Tabloid KONTAN No. 32, Tahun IX, 16 Mei 2005
Dimas Djayadiningrat awalnya hanya desainer sampul kaset. Ia belajar secara otodidak untuk menjadi sutradara video klip. Kuliah pun harus terkatung-katung. Sekarang, order terus membanjir.
Anda tentu masih ingat suguhan musik di televisi sebelum era video klip sesemarak sekarang. Ketika itu tontonan musik di televisi hanya menyuguhkan lenggak-lenggok dan suara penyanyinya. Artinya, kepiawaian sang biduan untuk memikat mata penonton benar-benar menjadi andalan. Terkadang ditampilkan pula band pengiring sebagai pemanis serta penari latar yang tiada henti berjoged agar tontonan lebih menarik.
Kondang berkat sering menang kontes
Karya Jay yang tergolong nyeleneh dan kreatif rupanya memikat sejumlah studio besar. Sebutlah Musica Studio dan Aquarius yang lantas mencarinya untuk membuat sampul album kaset Kla Project serta Dewa 19. Pekerjaan itu ia tekuni selama empat tahun hingga 1996. Sayang, keasyikan sebagai desainer sampul album berbuntut korban karena Jay lantas memutuskan untuk berhenti kuliah. “Saya sudah mulai realistis dan seperti menemukan dunia saya,” kata dia.
Kendati namanya sudah kondang sebagai desainer sampul kaset, Dimas tak lantas puas dengan profesi tersebut. Ketika seorang teman yang jebolan IKJ mengajaknya untuk membuat video klip, Jay tidak menyia-nyiakan kesempatan itu. Dari sinilah Jay mulai berkenalan dan mempelajari proses pembuatan video klip secara otodidak. Mulai dari tata artistik, pencahayaan, hingga penyutradaraan. “Saya enggak langsung pegang kamera, apalagi jadi sutradara,” kata Jay mengingat masa lalunya.

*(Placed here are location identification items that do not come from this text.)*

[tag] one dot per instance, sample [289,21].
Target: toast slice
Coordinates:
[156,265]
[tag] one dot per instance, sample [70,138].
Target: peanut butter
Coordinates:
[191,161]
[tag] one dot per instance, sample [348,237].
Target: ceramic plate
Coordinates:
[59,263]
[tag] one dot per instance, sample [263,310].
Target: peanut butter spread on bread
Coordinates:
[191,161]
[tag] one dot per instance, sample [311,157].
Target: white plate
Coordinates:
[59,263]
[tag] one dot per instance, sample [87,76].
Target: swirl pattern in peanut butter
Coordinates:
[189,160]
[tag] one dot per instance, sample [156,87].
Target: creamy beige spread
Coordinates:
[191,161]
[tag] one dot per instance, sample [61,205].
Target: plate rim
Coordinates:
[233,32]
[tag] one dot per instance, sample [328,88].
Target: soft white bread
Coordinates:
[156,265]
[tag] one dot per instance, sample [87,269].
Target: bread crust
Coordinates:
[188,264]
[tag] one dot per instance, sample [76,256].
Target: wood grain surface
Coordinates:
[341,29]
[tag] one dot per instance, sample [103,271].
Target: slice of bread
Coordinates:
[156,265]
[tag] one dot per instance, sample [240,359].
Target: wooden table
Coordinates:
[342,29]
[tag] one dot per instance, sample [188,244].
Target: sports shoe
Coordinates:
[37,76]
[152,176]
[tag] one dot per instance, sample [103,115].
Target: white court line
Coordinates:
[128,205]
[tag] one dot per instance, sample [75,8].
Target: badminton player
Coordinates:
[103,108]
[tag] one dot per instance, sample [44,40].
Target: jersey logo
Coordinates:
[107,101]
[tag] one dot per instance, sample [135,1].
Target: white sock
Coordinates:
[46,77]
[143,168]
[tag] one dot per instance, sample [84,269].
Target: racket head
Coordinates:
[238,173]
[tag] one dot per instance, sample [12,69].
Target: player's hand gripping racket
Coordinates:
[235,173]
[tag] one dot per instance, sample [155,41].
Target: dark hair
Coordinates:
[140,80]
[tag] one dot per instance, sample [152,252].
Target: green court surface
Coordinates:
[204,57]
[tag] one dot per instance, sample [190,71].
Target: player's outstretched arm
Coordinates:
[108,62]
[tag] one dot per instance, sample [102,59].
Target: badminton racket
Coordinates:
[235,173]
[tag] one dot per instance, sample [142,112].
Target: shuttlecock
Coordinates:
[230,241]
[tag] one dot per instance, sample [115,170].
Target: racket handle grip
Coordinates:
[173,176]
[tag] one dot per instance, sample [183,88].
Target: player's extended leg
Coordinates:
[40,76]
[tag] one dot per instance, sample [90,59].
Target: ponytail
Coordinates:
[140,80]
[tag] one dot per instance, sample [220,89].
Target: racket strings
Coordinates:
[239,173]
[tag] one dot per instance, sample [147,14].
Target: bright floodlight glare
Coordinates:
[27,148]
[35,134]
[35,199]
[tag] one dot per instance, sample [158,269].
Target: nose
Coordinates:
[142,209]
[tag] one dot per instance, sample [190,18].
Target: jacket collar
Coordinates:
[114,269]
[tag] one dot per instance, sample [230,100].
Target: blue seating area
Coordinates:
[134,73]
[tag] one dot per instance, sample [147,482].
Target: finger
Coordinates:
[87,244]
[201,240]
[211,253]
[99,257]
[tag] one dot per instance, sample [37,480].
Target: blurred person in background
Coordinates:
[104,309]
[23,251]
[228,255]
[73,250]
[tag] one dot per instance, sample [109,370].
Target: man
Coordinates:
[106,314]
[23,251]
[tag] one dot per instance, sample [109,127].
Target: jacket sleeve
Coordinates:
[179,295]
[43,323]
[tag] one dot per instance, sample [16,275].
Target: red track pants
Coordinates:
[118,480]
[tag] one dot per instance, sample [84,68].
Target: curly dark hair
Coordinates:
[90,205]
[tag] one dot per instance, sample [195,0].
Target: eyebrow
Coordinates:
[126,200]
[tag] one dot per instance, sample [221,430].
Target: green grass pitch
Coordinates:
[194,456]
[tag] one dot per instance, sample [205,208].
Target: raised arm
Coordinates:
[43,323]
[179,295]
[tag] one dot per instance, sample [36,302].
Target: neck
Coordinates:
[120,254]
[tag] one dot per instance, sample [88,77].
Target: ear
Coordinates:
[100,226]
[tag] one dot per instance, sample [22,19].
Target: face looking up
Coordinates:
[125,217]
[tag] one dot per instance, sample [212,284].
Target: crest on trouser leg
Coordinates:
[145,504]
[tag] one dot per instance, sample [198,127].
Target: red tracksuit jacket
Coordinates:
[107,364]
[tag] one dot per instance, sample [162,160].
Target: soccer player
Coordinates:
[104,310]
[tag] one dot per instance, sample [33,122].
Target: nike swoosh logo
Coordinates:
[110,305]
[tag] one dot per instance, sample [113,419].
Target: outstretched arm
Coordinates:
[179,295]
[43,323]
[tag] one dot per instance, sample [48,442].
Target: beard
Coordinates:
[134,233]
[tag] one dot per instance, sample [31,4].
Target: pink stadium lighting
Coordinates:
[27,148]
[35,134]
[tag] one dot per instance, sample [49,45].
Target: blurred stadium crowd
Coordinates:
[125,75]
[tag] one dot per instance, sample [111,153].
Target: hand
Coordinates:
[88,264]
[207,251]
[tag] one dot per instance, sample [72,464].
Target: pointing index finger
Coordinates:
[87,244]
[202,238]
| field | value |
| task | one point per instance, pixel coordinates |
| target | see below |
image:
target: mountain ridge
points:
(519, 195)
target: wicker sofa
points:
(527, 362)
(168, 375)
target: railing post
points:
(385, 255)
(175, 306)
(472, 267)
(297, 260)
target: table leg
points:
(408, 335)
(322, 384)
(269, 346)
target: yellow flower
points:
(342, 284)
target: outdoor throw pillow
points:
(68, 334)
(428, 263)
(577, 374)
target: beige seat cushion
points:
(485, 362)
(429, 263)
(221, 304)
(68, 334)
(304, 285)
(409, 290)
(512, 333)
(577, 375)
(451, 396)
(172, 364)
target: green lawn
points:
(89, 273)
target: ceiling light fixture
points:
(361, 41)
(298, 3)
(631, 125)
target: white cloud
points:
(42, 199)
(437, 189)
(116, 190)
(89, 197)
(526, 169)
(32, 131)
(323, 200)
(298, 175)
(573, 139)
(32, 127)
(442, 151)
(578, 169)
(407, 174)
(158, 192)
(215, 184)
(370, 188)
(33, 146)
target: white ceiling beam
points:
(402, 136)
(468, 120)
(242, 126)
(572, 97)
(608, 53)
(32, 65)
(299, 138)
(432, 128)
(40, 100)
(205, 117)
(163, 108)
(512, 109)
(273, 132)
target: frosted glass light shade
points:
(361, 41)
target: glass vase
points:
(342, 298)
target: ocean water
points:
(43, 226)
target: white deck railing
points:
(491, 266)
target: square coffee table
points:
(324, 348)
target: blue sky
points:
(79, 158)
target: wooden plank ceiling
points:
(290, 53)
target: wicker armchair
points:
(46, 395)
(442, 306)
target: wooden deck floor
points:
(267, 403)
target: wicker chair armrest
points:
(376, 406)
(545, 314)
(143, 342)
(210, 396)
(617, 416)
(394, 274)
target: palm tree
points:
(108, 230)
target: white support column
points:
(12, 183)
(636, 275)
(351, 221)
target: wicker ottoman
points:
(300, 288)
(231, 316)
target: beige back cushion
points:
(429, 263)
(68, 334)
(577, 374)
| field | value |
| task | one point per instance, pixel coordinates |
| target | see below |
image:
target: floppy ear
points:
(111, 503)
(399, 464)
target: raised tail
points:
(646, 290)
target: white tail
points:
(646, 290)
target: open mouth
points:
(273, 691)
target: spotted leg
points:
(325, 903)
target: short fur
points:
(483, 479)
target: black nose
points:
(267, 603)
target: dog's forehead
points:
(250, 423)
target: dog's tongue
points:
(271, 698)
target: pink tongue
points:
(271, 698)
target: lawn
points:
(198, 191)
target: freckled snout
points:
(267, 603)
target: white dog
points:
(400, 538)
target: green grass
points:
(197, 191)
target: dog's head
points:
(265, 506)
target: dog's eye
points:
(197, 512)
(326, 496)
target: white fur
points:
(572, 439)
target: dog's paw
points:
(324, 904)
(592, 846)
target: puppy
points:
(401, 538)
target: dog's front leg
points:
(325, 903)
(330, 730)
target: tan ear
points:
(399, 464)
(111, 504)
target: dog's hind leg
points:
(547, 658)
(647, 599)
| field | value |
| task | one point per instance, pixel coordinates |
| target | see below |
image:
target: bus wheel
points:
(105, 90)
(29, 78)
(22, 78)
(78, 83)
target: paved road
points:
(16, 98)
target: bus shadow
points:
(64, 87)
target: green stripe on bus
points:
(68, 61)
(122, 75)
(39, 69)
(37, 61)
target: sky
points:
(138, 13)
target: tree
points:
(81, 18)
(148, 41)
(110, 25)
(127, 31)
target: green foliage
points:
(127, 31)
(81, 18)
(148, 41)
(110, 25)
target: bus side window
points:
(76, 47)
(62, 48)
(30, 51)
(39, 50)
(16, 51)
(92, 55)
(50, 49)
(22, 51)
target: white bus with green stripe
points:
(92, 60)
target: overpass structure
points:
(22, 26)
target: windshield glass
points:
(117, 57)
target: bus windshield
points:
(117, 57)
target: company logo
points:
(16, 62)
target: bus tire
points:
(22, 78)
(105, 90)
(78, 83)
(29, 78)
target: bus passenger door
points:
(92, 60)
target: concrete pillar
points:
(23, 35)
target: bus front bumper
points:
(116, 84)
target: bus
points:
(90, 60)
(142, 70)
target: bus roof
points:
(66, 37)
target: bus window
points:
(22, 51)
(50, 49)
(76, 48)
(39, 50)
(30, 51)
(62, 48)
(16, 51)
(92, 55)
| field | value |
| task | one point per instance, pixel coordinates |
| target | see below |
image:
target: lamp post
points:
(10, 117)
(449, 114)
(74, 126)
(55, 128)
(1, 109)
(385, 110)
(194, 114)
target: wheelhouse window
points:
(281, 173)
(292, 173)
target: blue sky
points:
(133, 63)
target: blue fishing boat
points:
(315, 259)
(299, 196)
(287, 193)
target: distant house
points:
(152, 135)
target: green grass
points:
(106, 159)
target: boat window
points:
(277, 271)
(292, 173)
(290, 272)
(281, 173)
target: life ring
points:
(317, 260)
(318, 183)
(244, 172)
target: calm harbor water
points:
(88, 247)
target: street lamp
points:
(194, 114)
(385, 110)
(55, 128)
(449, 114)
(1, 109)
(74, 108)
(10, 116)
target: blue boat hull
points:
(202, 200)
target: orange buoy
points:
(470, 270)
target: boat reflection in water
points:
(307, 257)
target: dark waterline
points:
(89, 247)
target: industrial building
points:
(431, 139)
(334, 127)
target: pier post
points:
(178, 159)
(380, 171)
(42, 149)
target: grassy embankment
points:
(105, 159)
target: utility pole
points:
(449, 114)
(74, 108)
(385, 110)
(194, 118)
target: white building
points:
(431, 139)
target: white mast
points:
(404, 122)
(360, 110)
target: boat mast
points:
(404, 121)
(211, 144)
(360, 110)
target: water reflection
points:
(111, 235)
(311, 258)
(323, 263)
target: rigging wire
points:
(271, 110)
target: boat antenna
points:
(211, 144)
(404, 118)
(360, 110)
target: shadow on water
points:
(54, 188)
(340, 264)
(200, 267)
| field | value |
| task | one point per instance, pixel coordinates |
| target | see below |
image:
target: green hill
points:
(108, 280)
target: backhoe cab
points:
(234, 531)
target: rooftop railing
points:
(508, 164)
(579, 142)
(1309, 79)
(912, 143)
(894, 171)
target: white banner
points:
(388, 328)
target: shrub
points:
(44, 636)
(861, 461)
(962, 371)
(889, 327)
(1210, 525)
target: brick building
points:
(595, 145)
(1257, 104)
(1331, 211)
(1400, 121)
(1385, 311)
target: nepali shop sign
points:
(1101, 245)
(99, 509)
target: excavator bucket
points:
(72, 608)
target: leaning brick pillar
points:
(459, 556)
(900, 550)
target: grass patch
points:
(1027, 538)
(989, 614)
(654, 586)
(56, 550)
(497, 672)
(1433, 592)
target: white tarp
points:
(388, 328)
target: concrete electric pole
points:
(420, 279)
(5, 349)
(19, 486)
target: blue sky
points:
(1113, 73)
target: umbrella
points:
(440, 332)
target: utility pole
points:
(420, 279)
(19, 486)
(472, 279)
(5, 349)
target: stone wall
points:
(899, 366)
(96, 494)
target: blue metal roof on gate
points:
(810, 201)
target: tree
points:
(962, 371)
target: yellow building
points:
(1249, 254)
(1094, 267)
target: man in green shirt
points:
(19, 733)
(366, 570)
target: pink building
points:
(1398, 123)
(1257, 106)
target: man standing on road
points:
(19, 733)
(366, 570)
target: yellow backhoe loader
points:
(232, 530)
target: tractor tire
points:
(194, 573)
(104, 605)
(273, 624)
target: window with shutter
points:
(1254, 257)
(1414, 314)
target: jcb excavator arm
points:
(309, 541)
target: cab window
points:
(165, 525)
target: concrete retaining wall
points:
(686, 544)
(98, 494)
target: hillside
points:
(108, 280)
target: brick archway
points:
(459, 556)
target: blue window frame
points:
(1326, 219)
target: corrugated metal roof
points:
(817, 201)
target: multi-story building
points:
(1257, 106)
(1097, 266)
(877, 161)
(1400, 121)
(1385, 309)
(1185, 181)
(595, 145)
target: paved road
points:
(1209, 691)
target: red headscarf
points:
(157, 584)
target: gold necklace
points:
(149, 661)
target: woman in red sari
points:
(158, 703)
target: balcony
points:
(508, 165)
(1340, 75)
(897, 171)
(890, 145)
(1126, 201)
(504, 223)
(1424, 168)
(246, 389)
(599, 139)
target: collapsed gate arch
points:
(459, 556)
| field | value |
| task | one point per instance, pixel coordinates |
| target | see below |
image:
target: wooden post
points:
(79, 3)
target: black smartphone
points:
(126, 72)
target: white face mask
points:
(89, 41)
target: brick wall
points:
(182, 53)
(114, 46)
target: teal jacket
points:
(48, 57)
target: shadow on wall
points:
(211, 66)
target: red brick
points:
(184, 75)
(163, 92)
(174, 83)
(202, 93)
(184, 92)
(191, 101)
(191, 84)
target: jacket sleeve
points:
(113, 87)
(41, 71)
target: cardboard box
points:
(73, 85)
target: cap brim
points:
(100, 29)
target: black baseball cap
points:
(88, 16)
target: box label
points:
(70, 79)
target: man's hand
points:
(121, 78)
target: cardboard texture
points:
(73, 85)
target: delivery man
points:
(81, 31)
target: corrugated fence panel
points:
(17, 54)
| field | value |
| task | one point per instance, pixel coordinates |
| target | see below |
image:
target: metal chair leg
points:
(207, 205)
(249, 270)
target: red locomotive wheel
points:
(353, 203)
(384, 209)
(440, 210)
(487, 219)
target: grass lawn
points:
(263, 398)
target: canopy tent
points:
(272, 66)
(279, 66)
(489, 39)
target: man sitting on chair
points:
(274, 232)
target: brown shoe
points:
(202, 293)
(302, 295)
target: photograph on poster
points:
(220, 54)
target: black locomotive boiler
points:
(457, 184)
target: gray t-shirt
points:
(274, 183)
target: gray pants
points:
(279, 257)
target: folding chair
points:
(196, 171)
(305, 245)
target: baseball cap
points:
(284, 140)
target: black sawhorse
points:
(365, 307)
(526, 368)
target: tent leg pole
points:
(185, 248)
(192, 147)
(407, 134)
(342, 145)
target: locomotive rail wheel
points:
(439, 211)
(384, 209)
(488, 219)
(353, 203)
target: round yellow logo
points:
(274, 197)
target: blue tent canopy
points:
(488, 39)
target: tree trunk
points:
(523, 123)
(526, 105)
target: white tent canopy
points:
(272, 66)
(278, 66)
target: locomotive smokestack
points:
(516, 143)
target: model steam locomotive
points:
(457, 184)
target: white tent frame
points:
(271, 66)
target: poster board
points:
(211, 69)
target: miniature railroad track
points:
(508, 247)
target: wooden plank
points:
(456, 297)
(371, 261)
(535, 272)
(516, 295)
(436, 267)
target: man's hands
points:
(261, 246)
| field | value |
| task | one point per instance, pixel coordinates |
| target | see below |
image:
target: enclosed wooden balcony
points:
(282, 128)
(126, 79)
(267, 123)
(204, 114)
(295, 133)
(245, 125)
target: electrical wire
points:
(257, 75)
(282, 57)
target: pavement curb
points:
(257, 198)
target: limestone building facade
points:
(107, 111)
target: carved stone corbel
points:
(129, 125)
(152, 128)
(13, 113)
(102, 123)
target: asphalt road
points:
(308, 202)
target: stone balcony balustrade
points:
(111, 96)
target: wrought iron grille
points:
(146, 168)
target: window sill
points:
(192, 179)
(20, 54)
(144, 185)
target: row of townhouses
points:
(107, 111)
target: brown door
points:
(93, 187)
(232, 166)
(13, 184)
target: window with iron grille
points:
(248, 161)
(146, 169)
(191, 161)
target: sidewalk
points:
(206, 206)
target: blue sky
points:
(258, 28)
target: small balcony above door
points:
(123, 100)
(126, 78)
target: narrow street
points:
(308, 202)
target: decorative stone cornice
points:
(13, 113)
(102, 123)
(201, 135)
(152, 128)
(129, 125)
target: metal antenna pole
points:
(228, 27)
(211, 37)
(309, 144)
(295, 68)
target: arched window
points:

Jay mengawali kiprahnya di dunia video klip sebagai seorang penata artistik. Waktu itu ia jadi penata artistik video klip lagu Terbunuh Sepi milik Slank. Debut barunya itu tergolong sukses besar. Tak dinyana video klip itu malah menjadi pemenang bulanan dan tahunan dalam ajang Video Musik Indonesia. Bahkan yang mengejutkan, video klip garapannya itu mendapatkan gelar Best of Art Director pada tahap grand final.
Kisah selanjutnya bak air mengalir. Berkat kemenangannya di ajang kontes video klip paling beken di negeri ini, Jay mulai kebanjiran tawaran menyutradarai pembuatan video klip. Tawaran pertama yang disambarnya adalah video klip lagu Rumahku milik Oppie Andaresta. Lucunya, Jay hanya berdua alias dengan seorang juru kamera dalam membuat video klip itu. “Gerilya banget, deh,” kenangnya.
Lagi-lagi, dewi fortuna masih kepincut dengan garis nasib Jay. Video klip pertamanya itu juga menyabet berbagai penghargaan. Ia lalu membuat video klip Kuldesak yang juga meraih Best Video of The Year sebagai Best Director pada tahun 2000.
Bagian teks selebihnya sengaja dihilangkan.